As for the Carnot cycle, the thermal efficiency tends to increase as the average temperature at which energy is added by heat transfer increases. This is the common feature of all thermodynamic cycles.
One of the possible ways is to superheat and reheat the working steam. Both processes are very similar in their manner:
- Superheater – increases the steam temperature above the saturation temperature
- Reheater – removes the moisture and increases steam temperature after a partial expansion.
The superheating process is the only way to increase the peak temperature of the Rankine cycle (and to increase efficiency) without increasing the boiler pressure. This requires another type of heat exchanger called a superheater, which produces superheated steam.
Superheated vapor or superheated steam is a vapor at a temperature higher than its boiling point at the absolute pressure where the temperature is measured.
Reheat allows delivering more of the heat at a temperature close to the peak of the cycle. This requires the addition of another type of heat exchanger called a reheater. The use of the reheater involves splitting the turbine, i.e., using a multi-stage turbine with a reheater. It was observed that more than two reheating stages are unnecessary since the next stage increases the cycle efficiency only half as much as the preceding stage.

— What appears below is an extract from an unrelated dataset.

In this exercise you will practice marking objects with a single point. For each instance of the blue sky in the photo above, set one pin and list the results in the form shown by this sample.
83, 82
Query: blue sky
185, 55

The turbine’s high and low-pressure stages are usually on the same shaft to drive a common generator, but they have separate cases. After a partial expansion (point D), the flow is extracted with a reheater, run back through the heat exchanger to heat it back up to the peak temperature (point E), and then passed to the low-pressure turbine. The expansion is then completed in the low-pressure turbine from point E to point F.
In the superheater, further heating at fixed pressure results in increases in both temperature and specific volume. The process of superheating water vapor in the T-s diagram is provided in the figure between state E and the saturation vapor curve. As can also be seen, wet steam turbines (e.g.,, used in nuclear power plants) use superheated steam, especially at the inlet of low-pressure stages. Typically most nuclear power plants operate multi-stage condensing wet steam turbines (the high-pressure stage runs on saturated steam). In these turbines, the high-pressure stage receives steam (this steam is nearly saturated steam – x = 0.995 – point C at the figure) from a steam generator and exhausts it to a moisture separator-reheater (point D). The steam must be reheated or superheated to avoid damages caused to the blades of the steam turbine by low-quality steam. The high content of water droplets can cause rapid impingement and erosion of the blades, which occurs when condensed water is blasted onto the blades. To prevent this, condensate drains are installed in the steam piping leading to the turbine. The reheater heats the steam (point D), and then the steam is directed to the low-pressure stage of the steam turbine, where it expands (point E to F). The exhausted steam is at a pressure well below atmospheric, and, as can be seen from the picture, the steam is in a partially condensed state (point F), typically of a quality near 90%. Still, it is much higher vapor quality than that it would be without reheat. Accordingly, superheating also tends to alleviate the problem of low vapor quality at the turbine exhaust.
Since the temperature of the primary coolant is limited by the pressure inside the reactor, superheaters (except a moisture separator reheater) are not used in nuclear power plants, and they usually operate a single wet steam turbine.